Rabu, 06 April 2016

Magelang Kota Sejuk, Cocok untuk Menghafal Al-Quran


   
Ustadz Ahmad Kasban Syarqawi, Lc
Ihsanul
-Fikri |
Magelang sebuah kota di tengah-tengah pulau Jawa nan sejuk. Daerah ini dipilih menjadi bertemunya para penghafal Al-Quran tingkat nasional. “Temu Hufaz” —sebelumnya Muhkhayyam Al-Quran (MQ)— rencananya akan digelar pada 3-8 Mei 2016, bertempat di The Oxalis Regency Hotel, Kota Magelang.
Menurut Ketua Panitia Temu Hufaz Nasional 2016, Ustadz Ahmad Kasban Syarqawi, Lc untuk gelaran Temu Hufaz ini pihaknya sudah merancang setahun sebelumnya. 

“Tahun lalu, kami menawarkan Magelang sebagai pertemuan berikutnya kepada para alumni MQ ke-8,” jelas Kasban. 

Melihat dan merasakan sendiri dampak dari setiap pelaksanaan MQ, Ustadz Kasban dan dibantu dengan pegiat lembaga pembelajaran Al-Quran lainnya, berinisiatif menyelenggarakan acara temu penghafal Al-Quran ini di Magelang pada periode berikutnya. Aktivis Islam dan khususnya pecinta Al-Quran sangat menginginkan ada syiar di Magelang sekaliber nasional, terutama dari sisi religius. 

Ustadz Kasban mengungkapkan, sebenarnya ada tiga tempat yang menawarkan untuk acara Temu Hufaz ini, Bandung, Subang dan Magelang. 

“Alhamdulillah usulan kami diterima!” tutur Ustadz Kasban riang.

Mengharap Berkah 

Seorang Hafiz Al-Quran tentu memiliki keistimewaan, apalagi ketika mereka berkumpul disatu tempat. Tentu ini akan memberi semacam energi positif yang mengalir kepada lingkungannya. Keberkahan inilah yang diinginkan dari penyelenggaraan “Temu Hufaz” ini. 

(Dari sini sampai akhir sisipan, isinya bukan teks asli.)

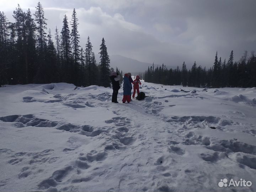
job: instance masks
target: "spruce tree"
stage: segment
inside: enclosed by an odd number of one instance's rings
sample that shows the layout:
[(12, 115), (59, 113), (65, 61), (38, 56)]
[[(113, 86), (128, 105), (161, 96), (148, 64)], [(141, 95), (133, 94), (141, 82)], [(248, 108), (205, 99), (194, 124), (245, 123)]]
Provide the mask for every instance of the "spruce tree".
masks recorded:
[(183, 62), (182, 69), (182, 84), (183, 87), (186, 87), (187, 85), (187, 67), (186, 64), (185, 64), (185, 62)]
[(64, 16), (63, 26), (61, 31), (62, 71), (60, 79), (62, 81), (71, 82), (70, 74), (71, 67), (71, 46), (70, 31), (68, 26), (68, 17)]
[(87, 81), (88, 83), (88, 85), (92, 85), (92, 79), (94, 78), (93, 74), (93, 67), (92, 57), (92, 45), (90, 37), (88, 36), (87, 38), (87, 42), (85, 45), (85, 66), (86, 72), (87, 73), (86, 76), (87, 78)]
[(71, 19), (71, 43), (72, 45), (73, 52), (73, 55), (74, 59), (75, 64), (78, 66), (78, 63), (79, 61), (80, 50), (79, 45), (80, 35), (78, 33), (78, 19), (76, 17), (76, 12), (74, 9), (72, 13), (72, 18)]
[(57, 55), (58, 56), (58, 60), (60, 59), (60, 37), (59, 35), (59, 30), (57, 28), (56, 26), (55, 28), (55, 40), (56, 41), (56, 48), (57, 51)]

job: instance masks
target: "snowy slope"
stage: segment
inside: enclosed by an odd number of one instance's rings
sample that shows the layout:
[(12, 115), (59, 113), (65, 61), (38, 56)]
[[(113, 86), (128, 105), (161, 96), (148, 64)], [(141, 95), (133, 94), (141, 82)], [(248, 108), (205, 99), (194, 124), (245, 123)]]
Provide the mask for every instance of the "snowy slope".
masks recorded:
[(96, 86), (0, 88), (0, 191), (256, 191), (256, 88), (142, 82), (124, 104)]

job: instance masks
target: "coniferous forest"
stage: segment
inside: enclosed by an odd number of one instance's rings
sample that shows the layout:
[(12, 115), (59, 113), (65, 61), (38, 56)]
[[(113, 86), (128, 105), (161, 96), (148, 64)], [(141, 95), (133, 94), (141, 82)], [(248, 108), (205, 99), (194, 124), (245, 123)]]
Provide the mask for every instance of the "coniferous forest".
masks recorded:
[(32, 14), (18, 5), (14, 23), (0, 12), (0, 85), (66, 82), (109, 87), (110, 60), (104, 38), (97, 64), (90, 37), (84, 49), (79, 44), (74, 9), (70, 21), (64, 15), (62, 28), (51, 31), (40, 2)]
[(196, 62), (188, 70), (183, 62), (181, 69), (168, 69), (162, 64), (155, 68), (154, 63), (145, 72), (145, 81), (170, 85), (182, 85), (183, 86), (198, 87), (256, 87), (256, 56), (254, 52), (250, 56), (245, 51), (238, 62), (234, 62), (231, 51), (227, 62), (215, 55), (213, 66), (206, 70)]

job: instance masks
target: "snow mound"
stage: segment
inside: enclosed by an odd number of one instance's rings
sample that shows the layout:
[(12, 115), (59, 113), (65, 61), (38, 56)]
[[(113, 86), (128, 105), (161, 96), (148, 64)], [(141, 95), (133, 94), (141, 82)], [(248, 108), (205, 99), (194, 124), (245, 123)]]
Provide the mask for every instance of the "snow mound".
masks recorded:
[(252, 100), (252, 103), (255, 104), (256, 104), (256, 97)]
[(55, 84), (48, 84), (47, 85), (45, 85), (43, 86), (43, 89), (49, 89), (52, 90), (54, 88), (57, 87), (57, 85)]
[(156, 90), (156, 88), (154, 87), (147, 87), (146, 88), (148, 89), (154, 89), (155, 90)]
[(226, 95), (227, 94), (228, 94), (228, 92), (219, 91), (217, 91), (214, 92), (214, 93), (213, 94), (213, 95)]
[(238, 90), (238, 91), (244, 91), (245, 90), (245, 88), (240, 88)]
[(83, 91), (90, 90), (91, 89), (92, 89), (93, 90), (97, 90), (97, 89), (98, 88), (98, 86), (97, 85), (90, 85), (90, 86), (88, 86), (88, 87), (82, 87), (80, 89), (79, 89), (79, 87), (78, 87), (76, 89), (76, 90), (82, 90)]
[(37, 96), (47, 95), (47, 93), (43, 91), (36, 91), (35, 90), (27, 90), (22, 92), (22, 94), (26, 95)]

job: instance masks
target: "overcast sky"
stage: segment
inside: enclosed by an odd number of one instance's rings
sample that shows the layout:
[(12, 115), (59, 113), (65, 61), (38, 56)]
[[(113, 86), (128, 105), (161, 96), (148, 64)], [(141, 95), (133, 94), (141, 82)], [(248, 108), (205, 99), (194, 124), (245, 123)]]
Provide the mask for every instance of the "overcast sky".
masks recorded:
[[(20, 4), (34, 13), (38, 1), (0, 0), (0, 11), (13, 21)], [(89, 36), (96, 53), (102, 37), (110, 55), (167, 65), (213, 65), (216, 50), (222, 60), (234, 50), (256, 51), (255, 0), (42, 0), (48, 28), (61, 29), (75, 9), (80, 45)]]

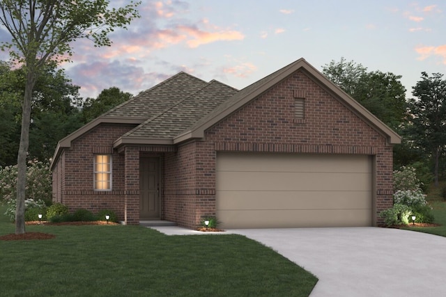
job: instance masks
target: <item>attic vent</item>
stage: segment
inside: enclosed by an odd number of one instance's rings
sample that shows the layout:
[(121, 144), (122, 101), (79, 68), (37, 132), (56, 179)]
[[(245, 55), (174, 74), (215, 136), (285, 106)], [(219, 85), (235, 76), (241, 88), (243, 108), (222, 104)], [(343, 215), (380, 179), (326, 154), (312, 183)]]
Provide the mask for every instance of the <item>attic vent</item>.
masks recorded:
[(305, 118), (305, 99), (294, 98), (294, 118), (298, 120)]
[(295, 120), (305, 119), (305, 93), (294, 90), (294, 118)]

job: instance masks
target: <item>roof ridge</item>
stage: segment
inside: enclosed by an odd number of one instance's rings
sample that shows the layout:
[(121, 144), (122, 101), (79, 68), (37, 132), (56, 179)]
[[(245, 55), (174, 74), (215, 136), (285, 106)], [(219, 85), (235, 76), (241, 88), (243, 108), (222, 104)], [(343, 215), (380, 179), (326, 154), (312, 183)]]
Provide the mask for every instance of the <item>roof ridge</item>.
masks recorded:
[(144, 95), (145, 95), (145, 94), (146, 94), (146, 93), (148, 93), (149, 92), (151, 92), (153, 90), (155, 90), (157, 88), (161, 87), (162, 86), (165, 85), (167, 83), (168, 83), (169, 81), (172, 81), (174, 78), (176, 78), (176, 77), (179, 77), (180, 74), (186, 74), (188, 77), (193, 77), (194, 79), (199, 79), (199, 80), (200, 80), (200, 81), (201, 81), (203, 82), (205, 82), (205, 83), (208, 83), (206, 81), (203, 81), (203, 79), (200, 79), (199, 77), (194, 77), (193, 75), (190, 74), (188, 74), (187, 72), (185, 72), (184, 71), (180, 71), (176, 74), (174, 74), (174, 75), (169, 77), (168, 79), (164, 79), (164, 81), (157, 83), (156, 85), (152, 86), (151, 88), (149, 88), (146, 90), (143, 90), (143, 91), (139, 92), (139, 93), (138, 95), (137, 95), (136, 96), (133, 96), (132, 98), (129, 99), (126, 102), (123, 102), (121, 104), (114, 107), (113, 109), (106, 111), (105, 113), (104, 113), (102, 115), (100, 115), (100, 116), (107, 116), (107, 114), (115, 111), (116, 110), (117, 110), (117, 109), (121, 108), (122, 106), (123, 106), (124, 105), (126, 105), (126, 104), (130, 103), (131, 102), (139, 98), (140, 97), (143, 96)]
[[(184, 73), (186, 74), (187, 75), (190, 75), (192, 77), (193, 77), (192, 75), (188, 74), (186, 72), (181, 72), (180, 73)], [(202, 80), (202, 79), (201, 79)], [(206, 82), (206, 81), (205, 81)], [(190, 97), (192, 97), (192, 96), (195, 95), (197, 93), (198, 93), (199, 92), (201, 91), (202, 90), (208, 88), (208, 86), (211, 86), (213, 83), (218, 83), (220, 84), (223, 84), (225, 85), (223, 83), (221, 83), (215, 79), (213, 79), (210, 81), (209, 81), (208, 83), (206, 83), (206, 85), (205, 86), (203, 86), (203, 88), (200, 88), (199, 90), (197, 90), (196, 92), (192, 93), (191, 95), (190, 95), (189, 96), (187, 96), (184, 98), (181, 98), (179, 100), (176, 101), (175, 103), (174, 103), (173, 104), (169, 106), (168, 107), (165, 108), (164, 109), (163, 109), (162, 111), (160, 111), (159, 113), (157, 113), (155, 115), (153, 115), (151, 118), (149, 118), (148, 119), (146, 120), (144, 122), (141, 123), (140, 125), (139, 125), (138, 126), (135, 127), (134, 128), (133, 128), (132, 129), (131, 129), (130, 131), (129, 131), (128, 132), (125, 133), (123, 136), (128, 136), (128, 135), (130, 135), (132, 134), (133, 132), (134, 132), (135, 131), (137, 131), (139, 129), (141, 128), (143, 126), (144, 126), (146, 124), (151, 122), (151, 121), (153, 121), (153, 120), (156, 119), (157, 118), (160, 117), (161, 115), (164, 115), (164, 113), (166, 113), (167, 111), (170, 111), (171, 109), (174, 109), (175, 106), (178, 106), (178, 104), (180, 104), (182, 102), (184, 102), (185, 101), (186, 101), (187, 99), (190, 99)], [(227, 85), (225, 85), (227, 86)], [(228, 87), (232, 88), (230, 86), (227, 86)]]

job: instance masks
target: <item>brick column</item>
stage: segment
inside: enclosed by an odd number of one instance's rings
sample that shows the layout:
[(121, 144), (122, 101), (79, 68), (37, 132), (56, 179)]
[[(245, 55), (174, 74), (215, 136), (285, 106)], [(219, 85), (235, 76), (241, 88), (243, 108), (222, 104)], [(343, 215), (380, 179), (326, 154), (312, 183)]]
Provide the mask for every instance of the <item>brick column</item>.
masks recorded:
[(126, 225), (139, 223), (139, 150), (126, 147), (125, 154), (124, 219)]

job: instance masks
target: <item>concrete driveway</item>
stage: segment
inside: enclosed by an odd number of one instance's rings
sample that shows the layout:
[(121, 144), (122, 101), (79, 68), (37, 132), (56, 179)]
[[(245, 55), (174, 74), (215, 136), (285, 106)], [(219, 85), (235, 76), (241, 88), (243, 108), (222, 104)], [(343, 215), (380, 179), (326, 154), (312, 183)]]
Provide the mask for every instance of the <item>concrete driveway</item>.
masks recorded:
[(319, 279), (311, 297), (446, 296), (446, 238), (377, 227), (231, 230)]

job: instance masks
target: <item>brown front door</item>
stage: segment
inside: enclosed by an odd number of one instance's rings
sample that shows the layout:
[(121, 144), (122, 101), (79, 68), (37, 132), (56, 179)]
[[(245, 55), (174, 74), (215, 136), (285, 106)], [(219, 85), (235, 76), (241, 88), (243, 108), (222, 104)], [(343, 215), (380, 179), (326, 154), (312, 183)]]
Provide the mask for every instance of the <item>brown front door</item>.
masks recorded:
[(160, 159), (141, 158), (139, 220), (160, 219)]

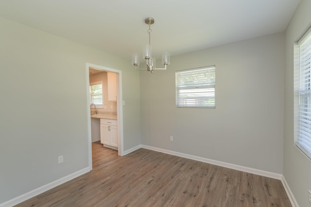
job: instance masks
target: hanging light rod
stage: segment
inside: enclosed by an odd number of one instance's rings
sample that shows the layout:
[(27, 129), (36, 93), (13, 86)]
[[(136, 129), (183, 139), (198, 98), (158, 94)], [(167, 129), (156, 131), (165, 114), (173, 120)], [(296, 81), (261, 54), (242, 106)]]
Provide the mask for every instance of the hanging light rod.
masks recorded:
[(155, 19), (152, 17), (147, 17), (145, 19), (145, 23), (149, 25), (149, 29), (147, 32), (149, 35), (149, 44), (146, 45), (143, 50), (143, 54), (146, 60), (147, 64), (146, 69), (138, 68), (139, 65), (139, 54), (133, 53), (132, 55), (132, 63), (135, 66), (135, 70), (147, 70), (153, 73), (154, 70), (166, 70), (166, 65), (170, 64), (170, 54), (168, 52), (164, 52), (162, 54), (162, 63), (164, 65), (164, 68), (156, 68), (156, 58), (153, 58), (151, 56), (151, 45), (150, 44), (150, 34), (152, 31), (150, 28), (151, 25), (155, 23)]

Temu hufaz ini tidak berafiliasi pada kelompok tertentu. Bahkan bisa menjadi media dakwah yang mempererat antarormas Islam. Intinya gerakan Al-Quran ini satu, karena ideologi Al-Quran yang mempersatukan umat.

“Harapannya dengan Temu Hufaz ini bisa menjadi stimulan bagi langkah-langkah dakwah,” kata Ustadz Kasban.    

“Temu Hufaz media dakwah yang mempererat umat Islam”

Nilai penting dari adanya acara ini, masih kata Kasban, Ustadz yang menangani Lembaga Tahfiz di Ihsanul Fikri Magelang, karena di Indonesia ini gelora mempelajari Al-Quran sungguh luarbiasa. Kegiatan membaca Al-Quran disukai semua level di masyarakat. Tumbuh subur lembaga-lembaga, Ada Rumah Al-Quran, Seminar Al-Quran, One Day One Juz (ODOJ), berdirinya lembaga Tahsin dan Tahfiz. Maka stamina ini harus dijaga dan dikembangkan agar jangan terjebak hanya sekadar tren belaka. 

“Ini semangat keberagamaan yang tumbuh, dari membaca ODOJ maka lahirlah hufaz sekaliber nasional dan selanjutnya mufassir setingkat nasional,” begitu harapan Ustadz Kasban

Harapan Ustadz Kasban tentu harapan kita semua. Dari interaksi dengan Al-Quran ini akan muncul gerakan dakwah yang lebih massif lagi. Semoga!